Another celebrant of Europe, though in general and not the EU, is Johnny Marr in “European Me" from 2013. “Being in America … I remember thinking that the entire country seems to be built largely on European heritage, so it's just me celebrating Europe, really,” he told New Statesman. “Now there is no turning back/ Once gone the traces impact/ War child there's no changing”, the song goes. One wonders how his old Smiths writing partner, Morrissey, would feel about that – Morrissey lamented in 2007: “Although I don't have anything against people from other countries, the higher the influx… the more the British identity disappears”. Mind you, he was living in Rome at the time, so what difference does it make?
Curiously, there are two songs called “European Son”. The first, by the Velvet Underground, is the closing track on their debut and states, prophetically given it was 1967: “You better say so long/ Hey hey, bye bye bye” (it was in fact to a dying friend of Lou Reed’s); while the second is by New Romantic retro-glammers Japan, and offers “Here I am/ European son/ Sometimes the passenger”, perhaps alluding to a lack of democratic accountability in a nascent continental superstate. Or to a bus trip.

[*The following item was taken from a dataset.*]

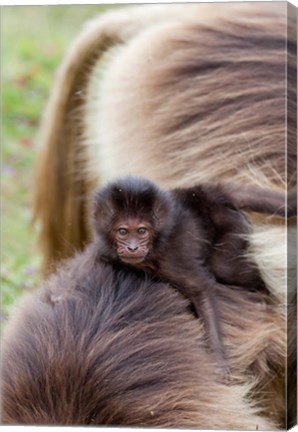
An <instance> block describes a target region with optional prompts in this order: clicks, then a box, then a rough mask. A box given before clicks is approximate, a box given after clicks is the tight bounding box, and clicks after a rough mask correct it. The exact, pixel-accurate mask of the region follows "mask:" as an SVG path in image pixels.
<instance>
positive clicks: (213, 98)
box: [10, 2, 296, 429]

There are quite a few songs about the attractions of the European women whom male rockers will have more problems meeting post Brexit, so we have to feel for them and note their chansons d’amour. Johnny Borrell’s “Pan-European Supermodel Song” does exactly ce qu’il dit sur la boite, while The Divine Comedy’s paean to euro-cool “When the Lights Go Out All Over Europe” says “Doris Day could never make me cheer up/ Quite the way those French girls always could”, and The Stranglers’ “European Female” comes over all Adolf H. with “the European female's here – we'll be together for a thousand years”. Well, with a break for the occasional Gitane.
But let’s not go out (or, er, stay in) on a note of superficiality. Killing Joke’s “European Super State” from 2010 addresses the issues directly: “From the Baltic to the Straits of Gibraltar/
A blue flag, gold star, sparks a brand new empire/ Ours to build, ours the choice”, builds to a chorus of “I'm in a European super state/
Every citizen required to debate”. Indeed. It’s Europe: The Final Countdown.
Zut. I was hoping to get through this piece without mentioning that one.